Elucidating the Spread and Transmissibility of Blueberry Mosaic Virus, a New Disease of Blueberry in the Southeastern U.S.

Grants and Contracts Details


There are over 24,000 acres of blueberry in the southeastern U.S. (2). Blueberry mosaic virus, a newly emerging virus in blueberry across the northeastern U.S., is now threatening southern blueberry. After two reports of blueberry mosaic virus in Kentucky in 2012, local blueberry growers are concerned by this emerging pathogen. Limited research indicates that the virus is transmitted by cuttings, and no other methods of transmission have been identified. Reports of blueberry mosaic virus in Kentucky were the furthest south that the virus has been observed, and it is unknown whether other cases exist.

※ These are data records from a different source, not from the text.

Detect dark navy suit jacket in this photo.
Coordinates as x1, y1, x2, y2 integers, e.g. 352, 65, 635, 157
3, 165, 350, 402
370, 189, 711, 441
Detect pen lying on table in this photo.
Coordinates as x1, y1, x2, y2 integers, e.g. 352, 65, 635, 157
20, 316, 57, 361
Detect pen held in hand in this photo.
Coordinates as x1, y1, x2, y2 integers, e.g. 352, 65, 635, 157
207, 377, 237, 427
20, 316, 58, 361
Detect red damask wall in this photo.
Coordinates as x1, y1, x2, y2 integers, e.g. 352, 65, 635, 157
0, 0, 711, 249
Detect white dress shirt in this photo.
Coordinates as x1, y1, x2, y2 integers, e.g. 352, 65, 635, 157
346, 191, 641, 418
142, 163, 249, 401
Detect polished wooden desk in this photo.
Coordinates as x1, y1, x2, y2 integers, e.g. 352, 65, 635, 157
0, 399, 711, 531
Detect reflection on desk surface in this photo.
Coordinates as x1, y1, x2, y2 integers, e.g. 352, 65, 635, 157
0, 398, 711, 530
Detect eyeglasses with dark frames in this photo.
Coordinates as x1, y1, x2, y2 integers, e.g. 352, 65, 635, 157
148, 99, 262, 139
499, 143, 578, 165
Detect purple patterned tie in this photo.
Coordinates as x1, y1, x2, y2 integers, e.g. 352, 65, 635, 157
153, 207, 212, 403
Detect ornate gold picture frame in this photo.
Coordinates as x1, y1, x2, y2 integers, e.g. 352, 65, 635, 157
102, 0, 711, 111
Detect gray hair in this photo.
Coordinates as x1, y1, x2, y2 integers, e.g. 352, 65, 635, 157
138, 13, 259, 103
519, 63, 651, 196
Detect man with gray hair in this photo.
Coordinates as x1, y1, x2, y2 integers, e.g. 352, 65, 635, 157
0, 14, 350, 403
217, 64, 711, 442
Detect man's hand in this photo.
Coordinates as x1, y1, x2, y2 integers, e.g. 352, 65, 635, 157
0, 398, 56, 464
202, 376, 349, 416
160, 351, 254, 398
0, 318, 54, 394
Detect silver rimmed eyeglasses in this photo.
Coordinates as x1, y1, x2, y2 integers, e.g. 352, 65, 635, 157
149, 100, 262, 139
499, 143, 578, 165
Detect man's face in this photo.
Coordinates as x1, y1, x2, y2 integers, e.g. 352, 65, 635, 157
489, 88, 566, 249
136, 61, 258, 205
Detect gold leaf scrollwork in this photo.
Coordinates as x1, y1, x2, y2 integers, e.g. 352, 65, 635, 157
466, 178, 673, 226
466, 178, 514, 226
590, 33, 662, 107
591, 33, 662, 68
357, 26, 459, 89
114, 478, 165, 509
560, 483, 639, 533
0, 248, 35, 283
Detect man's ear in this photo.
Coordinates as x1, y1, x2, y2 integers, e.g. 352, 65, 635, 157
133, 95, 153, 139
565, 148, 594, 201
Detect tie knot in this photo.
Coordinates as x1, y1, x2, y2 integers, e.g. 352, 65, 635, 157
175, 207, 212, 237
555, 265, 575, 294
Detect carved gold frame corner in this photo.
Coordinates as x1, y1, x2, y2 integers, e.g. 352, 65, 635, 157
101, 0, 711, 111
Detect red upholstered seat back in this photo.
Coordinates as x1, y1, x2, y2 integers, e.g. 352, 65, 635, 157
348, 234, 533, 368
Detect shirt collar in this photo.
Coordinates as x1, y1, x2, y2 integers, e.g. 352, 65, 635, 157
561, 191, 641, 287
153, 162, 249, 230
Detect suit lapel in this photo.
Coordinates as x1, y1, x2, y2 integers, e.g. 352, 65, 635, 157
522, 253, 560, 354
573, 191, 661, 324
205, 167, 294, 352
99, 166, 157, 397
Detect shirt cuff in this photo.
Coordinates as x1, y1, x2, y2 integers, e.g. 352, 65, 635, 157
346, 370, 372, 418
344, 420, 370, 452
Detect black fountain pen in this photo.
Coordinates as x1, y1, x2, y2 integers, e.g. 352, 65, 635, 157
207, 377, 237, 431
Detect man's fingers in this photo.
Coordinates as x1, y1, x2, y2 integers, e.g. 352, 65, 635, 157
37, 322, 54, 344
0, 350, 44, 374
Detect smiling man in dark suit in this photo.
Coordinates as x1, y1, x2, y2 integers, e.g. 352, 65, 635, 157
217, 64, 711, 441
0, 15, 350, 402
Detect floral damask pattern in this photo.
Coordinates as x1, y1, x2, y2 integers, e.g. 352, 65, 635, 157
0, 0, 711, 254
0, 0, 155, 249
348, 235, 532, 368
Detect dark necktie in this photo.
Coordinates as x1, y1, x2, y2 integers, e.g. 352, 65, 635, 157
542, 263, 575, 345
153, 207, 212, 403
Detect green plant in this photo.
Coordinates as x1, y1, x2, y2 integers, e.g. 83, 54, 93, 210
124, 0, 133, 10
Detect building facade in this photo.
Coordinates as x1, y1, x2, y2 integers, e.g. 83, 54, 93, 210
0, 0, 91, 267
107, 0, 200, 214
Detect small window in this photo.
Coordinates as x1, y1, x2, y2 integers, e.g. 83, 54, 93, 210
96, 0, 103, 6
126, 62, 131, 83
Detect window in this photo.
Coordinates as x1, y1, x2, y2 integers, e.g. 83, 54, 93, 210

Because the virus can remain latent for several years, spread through propagation materials appears to be a critical dilemma, especially as small growers and organic producers utilize current plantings for propagation materials. The spread of blueberry mosaic virus through cuttings threatens that sustainability. The objective of this project is to promote sustainable management of blueberry mosaic virus in KY by 1) understanding virus spread (or lack of) within established fields, and 2) increasing grower awareness of transmissibility risk in infected propagation materials. Specific aims of this project are to 1) evaluate the potential spread of blueberry mosaic virus in Kentucky under field conditions and 2) demonstrate transmissibility by cuttings.